Member of Legislative Assembly
- Incumbent
- Assumed office 2024
- Preceded by: Manvendra Singh
- Constituency: Dadraul

Personal details
- Born: Shahjahanpur
- Party: Bhartiya Janta Party
- Spouse: Mrs Baby Singh
- Children: 2

= Arvind Kumar Singh (Dadraul politician) =

Indian politician (1983)

Arvind Kumar Singh (born 1983) is an Indian politician from Uttar Pradesh. He is the member of the Uttar Pradesh Legislative Assembly from Dadraul Assembly constituency in Shahjahanpur district. He won the 2024 Uttar Pradesh Legislative Assembly by-elections representing the Bharatiya Janata Party. He is the son of late Manvendra Singh who died of a liver disease after prolonged illness at the Institute of Liver and Biliary Sciences in New Delhi on 5 January 2024.

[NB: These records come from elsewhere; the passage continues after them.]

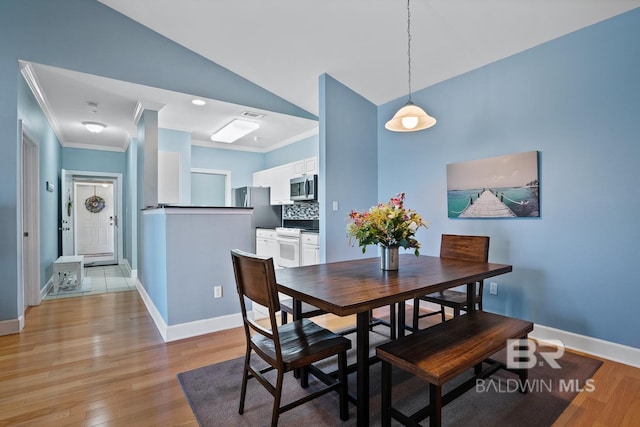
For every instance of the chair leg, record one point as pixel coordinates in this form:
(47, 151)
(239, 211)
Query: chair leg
(344, 387)
(416, 313)
(276, 399)
(245, 378)
(392, 321)
(435, 405)
(386, 395)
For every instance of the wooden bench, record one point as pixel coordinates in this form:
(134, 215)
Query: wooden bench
(442, 352)
(68, 264)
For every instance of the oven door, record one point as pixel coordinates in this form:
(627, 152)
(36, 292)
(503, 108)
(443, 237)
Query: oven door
(288, 251)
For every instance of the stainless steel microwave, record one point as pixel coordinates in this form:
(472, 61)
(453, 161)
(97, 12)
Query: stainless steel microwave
(304, 188)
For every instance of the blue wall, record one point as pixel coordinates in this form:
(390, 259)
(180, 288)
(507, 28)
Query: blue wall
(37, 128)
(94, 160)
(242, 163)
(577, 101)
(303, 149)
(348, 165)
(86, 36)
(180, 142)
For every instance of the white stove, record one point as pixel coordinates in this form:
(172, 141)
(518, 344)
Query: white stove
(289, 243)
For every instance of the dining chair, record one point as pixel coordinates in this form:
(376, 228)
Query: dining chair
(469, 248)
(284, 348)
(308, 310)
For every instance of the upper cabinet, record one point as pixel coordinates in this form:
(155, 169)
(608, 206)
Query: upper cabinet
(278, 178)
(306, 167)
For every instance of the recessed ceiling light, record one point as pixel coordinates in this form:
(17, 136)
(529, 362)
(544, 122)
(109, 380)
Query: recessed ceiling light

== Early life and education ==
Singh was from Dadraul, Shahjahanpur district, Uttar Pradesh. He was the son of late Manvendra Singh. He completed his M.Com. in 2009 & LLB in 2007 at S. S. College, Shahjahanpur which is affiliated with M.J.P.R.U. Bareilly

== Career ==
Singh won from Dadraul Assembly constituency representing Bharatiya Janata Party in the 2024 Uttar Pradesh Legislative Assembly by-elections. He polled 105,972 votes and defeated his nearest rival, Avadhesh Kumar Verma of the Samajwadi Party, by a margin of 16,795 votes.